Students attend every day • Students work productively • Students master all of the material • Students produce high quality work • Students understand concepts • Students are very successful • Students like Math, have fun • Teacher gets some real satisfaction Math Teacher Heaven ? • Why not?!
So many questions... • Why do kids skip class? • Why don’t kids stay on task in class? • Why don’t kids hand in high-quality work? • Why don’t kids hand in work at all? • Why do kids fail tests? • Why do kids fail the course? • Why do kids who pass settle for 49.6%? • How can one lesson be “right” for every student? • Why can’t I do a better Job?
CHALLENGES (For Teachers) • Teachers must be exceptionally organized. Have spreadsheets or customized forms for recording homework, tests, retests for each LG. All tests and retests must be readily accessible for students who have signed up for tests. • Teacher workload can be an issue. Marking is coming in on a daily basis. Written feedback on the quality of student homework is time consuming but valuable to the student. Quick turnaround is essential for the success of the program.
CHALLENGES (For Students) • Flex is more work for the student. Mastery learning requires more effort but this will pay off in the next level of math. • Flex programs put more emphasis on reading skills. Students who are poor readers may have difficulty. • Flex classes tend to be a bit noisier and less structured. Students who are easily distracted may find it a poor environment for their style of learning.
CHALLENGES (For Admin.) • Creating a timetable to accommodate flex can be a challenge. Not all students complete the course at semester end. Flex courses should be offered in both semesters for the seamless flow of continuous learning. • Class size issues may sometimes be a concern because the number of students “flowing over” into the next semester is unpredictable.

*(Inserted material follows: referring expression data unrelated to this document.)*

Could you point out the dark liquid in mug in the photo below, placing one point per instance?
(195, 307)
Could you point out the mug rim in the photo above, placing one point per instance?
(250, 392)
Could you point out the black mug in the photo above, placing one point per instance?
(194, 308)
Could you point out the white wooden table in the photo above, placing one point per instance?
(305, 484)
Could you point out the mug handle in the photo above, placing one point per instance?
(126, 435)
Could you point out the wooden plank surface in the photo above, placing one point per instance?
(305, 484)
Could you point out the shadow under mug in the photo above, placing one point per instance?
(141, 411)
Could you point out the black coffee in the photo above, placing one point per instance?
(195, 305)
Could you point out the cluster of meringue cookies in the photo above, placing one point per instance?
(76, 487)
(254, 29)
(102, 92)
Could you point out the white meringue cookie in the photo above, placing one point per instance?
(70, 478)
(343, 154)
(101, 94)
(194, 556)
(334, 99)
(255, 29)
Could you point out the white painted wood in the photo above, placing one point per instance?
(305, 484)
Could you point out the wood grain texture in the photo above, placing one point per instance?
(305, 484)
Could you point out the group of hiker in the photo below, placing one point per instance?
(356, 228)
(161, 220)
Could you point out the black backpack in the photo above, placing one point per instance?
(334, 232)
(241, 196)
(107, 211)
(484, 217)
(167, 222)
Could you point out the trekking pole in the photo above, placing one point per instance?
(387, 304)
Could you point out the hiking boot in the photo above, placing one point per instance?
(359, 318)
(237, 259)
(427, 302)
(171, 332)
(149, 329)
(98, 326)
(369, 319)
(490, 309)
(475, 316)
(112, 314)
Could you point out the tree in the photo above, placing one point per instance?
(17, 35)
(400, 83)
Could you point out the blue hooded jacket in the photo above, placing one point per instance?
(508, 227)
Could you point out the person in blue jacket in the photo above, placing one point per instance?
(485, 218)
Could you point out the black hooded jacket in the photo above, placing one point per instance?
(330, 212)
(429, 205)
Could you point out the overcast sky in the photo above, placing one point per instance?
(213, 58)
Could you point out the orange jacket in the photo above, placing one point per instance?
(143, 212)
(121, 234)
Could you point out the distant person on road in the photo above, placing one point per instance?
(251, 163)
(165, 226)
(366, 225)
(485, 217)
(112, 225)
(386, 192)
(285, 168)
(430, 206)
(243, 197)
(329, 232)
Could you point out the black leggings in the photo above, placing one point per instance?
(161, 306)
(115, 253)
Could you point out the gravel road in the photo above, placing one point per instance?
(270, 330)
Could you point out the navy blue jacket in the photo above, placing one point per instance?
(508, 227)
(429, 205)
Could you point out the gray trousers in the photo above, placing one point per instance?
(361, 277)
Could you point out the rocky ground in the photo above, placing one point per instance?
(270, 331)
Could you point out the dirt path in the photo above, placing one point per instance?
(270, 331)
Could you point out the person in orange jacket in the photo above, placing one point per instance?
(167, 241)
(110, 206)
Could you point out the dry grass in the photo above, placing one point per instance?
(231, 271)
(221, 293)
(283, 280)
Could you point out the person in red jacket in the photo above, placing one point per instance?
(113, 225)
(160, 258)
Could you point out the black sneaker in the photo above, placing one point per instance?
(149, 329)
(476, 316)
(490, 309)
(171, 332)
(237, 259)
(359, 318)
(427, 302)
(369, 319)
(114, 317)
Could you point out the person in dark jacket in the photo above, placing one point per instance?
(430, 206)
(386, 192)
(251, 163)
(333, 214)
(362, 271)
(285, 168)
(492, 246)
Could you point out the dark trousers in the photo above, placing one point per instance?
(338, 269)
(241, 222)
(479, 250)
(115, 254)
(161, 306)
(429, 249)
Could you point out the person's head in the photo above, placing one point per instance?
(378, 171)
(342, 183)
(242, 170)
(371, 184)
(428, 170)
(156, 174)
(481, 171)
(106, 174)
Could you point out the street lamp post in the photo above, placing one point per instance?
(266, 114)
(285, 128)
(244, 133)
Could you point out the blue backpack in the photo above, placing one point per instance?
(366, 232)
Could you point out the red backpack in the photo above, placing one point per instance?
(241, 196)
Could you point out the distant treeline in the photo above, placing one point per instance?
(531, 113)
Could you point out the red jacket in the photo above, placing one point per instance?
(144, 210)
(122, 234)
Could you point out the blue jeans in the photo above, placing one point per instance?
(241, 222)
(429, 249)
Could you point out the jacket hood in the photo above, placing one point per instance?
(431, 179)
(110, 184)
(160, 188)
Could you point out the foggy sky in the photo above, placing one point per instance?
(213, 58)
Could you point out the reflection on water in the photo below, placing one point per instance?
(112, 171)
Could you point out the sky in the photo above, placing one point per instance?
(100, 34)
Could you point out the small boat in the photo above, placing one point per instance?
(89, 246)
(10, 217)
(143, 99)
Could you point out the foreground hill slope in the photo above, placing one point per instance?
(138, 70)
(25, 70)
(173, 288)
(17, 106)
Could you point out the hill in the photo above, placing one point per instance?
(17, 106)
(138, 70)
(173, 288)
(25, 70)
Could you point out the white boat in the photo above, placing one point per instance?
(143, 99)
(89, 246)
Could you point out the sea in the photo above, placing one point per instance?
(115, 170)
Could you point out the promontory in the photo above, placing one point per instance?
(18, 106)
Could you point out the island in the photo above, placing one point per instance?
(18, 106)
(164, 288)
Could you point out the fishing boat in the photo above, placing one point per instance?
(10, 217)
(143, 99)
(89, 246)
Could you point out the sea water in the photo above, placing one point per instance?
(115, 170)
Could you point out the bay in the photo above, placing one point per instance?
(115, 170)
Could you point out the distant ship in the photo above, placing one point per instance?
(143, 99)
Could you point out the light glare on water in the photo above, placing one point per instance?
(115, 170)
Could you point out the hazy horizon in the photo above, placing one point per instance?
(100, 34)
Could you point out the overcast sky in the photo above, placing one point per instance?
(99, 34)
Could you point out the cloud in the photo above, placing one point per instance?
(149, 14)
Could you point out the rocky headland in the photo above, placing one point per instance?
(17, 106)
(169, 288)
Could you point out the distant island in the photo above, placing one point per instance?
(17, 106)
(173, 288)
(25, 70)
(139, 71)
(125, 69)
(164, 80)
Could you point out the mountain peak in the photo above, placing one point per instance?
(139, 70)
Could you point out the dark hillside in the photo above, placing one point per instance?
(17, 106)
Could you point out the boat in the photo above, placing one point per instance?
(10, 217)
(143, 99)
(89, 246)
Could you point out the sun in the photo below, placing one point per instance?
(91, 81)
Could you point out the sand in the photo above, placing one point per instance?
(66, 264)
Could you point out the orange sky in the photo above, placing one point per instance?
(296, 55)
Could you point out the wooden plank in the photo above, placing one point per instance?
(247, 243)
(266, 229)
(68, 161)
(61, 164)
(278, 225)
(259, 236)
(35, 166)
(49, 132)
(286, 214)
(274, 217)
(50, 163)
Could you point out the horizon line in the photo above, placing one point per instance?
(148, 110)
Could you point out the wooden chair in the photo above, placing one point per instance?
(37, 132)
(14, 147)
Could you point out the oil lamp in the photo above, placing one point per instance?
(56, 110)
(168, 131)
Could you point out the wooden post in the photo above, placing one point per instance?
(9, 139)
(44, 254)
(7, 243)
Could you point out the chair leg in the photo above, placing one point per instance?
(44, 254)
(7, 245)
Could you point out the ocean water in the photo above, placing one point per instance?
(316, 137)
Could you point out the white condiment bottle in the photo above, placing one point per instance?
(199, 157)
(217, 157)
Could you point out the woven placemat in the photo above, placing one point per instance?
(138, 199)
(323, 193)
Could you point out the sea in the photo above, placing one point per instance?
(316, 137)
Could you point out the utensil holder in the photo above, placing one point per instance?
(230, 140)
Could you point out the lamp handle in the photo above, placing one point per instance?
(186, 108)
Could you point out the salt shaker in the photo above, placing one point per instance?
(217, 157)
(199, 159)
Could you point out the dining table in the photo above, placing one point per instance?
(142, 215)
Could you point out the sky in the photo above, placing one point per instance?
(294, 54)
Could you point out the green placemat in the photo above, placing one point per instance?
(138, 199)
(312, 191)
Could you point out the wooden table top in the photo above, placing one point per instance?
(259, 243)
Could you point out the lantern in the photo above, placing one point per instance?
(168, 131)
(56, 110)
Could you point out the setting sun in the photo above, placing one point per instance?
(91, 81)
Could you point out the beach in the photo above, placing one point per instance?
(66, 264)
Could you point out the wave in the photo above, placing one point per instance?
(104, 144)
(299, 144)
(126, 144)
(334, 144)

CHALLENGES (General) • Students new to the program often initially spend enormous amounts of energy trying to find “shortcuts” (cheating, copying answers from book, not showing work, sloppy or incomplete work, avoiding corrections, or, in short, avoiding the required effort). This greatly adds to teacher workload. • Finding a secure and relatively quiet area of the classroom to administer and monitor tests can be a challenge. A testing centre would be ideal but not many facilities have that luxury.

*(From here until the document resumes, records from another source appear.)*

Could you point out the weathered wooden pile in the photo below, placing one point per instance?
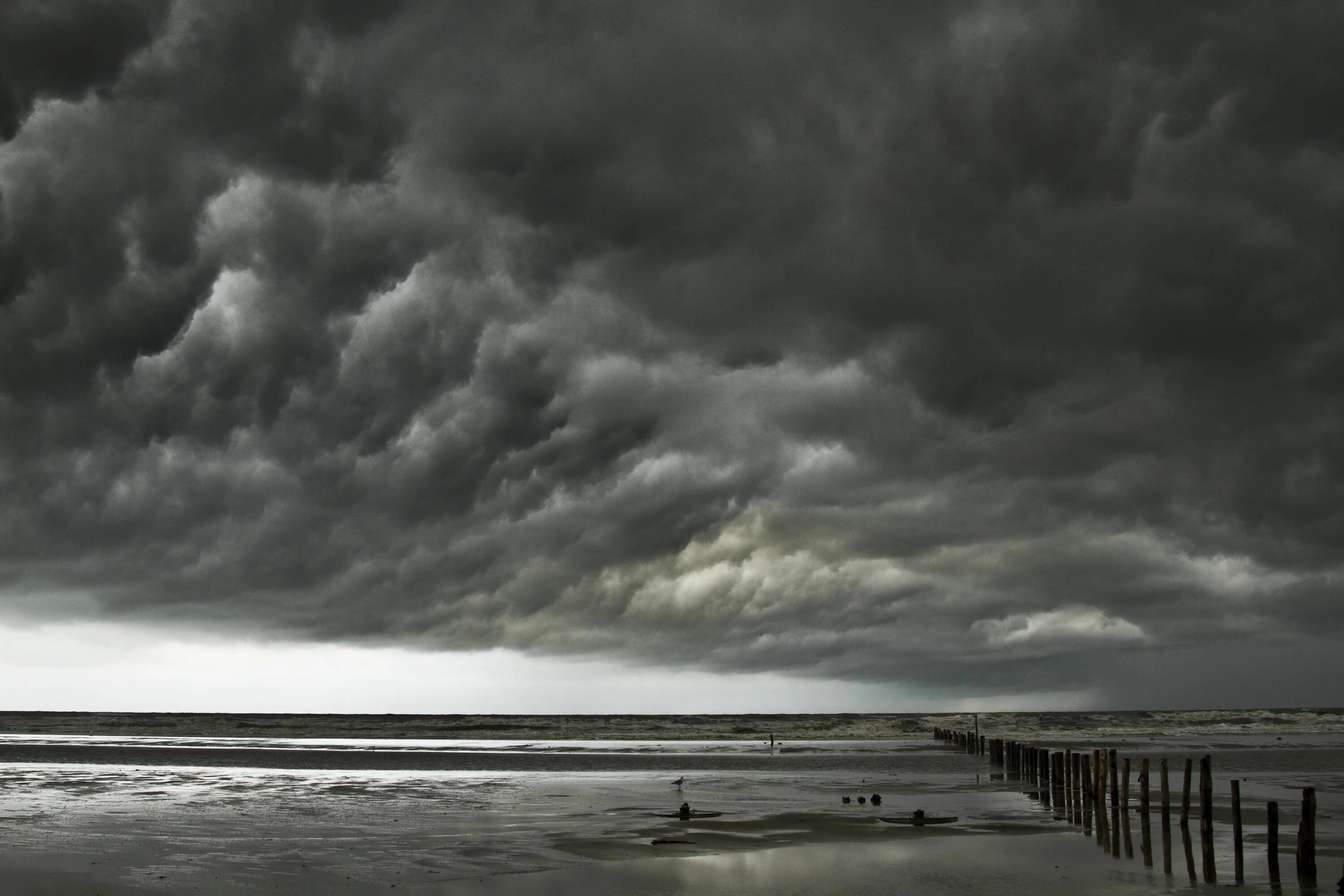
(1076, 782)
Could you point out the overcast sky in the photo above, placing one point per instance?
(897, 351)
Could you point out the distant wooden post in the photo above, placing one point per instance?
(1167, 794)
(1206, 817)
(1206, 793)
(1190, 855)
(1167, 845)
(1185, 797)
(1115, 780)
(1307, 840)
(1238, 863)
(1272, 840)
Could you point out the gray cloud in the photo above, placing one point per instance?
(957, 345)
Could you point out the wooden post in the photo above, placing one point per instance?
(1206, 793)
(1115, 780)
(1167, 845)
(1190, 853)
(1238, 866)
(1272, 840)
(1185, 797)
(1206, 817)
(1307, 840)
(1167, 794)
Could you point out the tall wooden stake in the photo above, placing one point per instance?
(1167, 794)
(1238, 862)
(1272, 840)
(1206, 817)
(1185, 798)
(1307, 840)
(1115, 780)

Roadblocks... • Admin. Misunderstanding: flexMath is a CLASS that needs a consistent dedicated space and teacher and materials, not independent study that students can do in the back of some other class, just to give them a place to sit.
FlexMath lends itself to team-teaching situations with very large groups up to 50 or 60, given adequate space and facilities. Two pairs of eyes and hands and two brains are more than twice as effective.
Our Perspective • We’re retired, we’ve had time to think about this (on the beach) for a few years. • Frustration lingers over never actually getting all systems in place and running right in our school. We knew what we wanted to do, but just couldn’t get all the ducks to line up... • Driven by looking for remedy for unprepared students (low marks in last course) and inadequate time for some students to learn the curriculum. Frustration with not being able to bring capable students to mastery in the time allotted. Pretests in Math11 based on Math9 skills produced scores of 2/20 before we even started.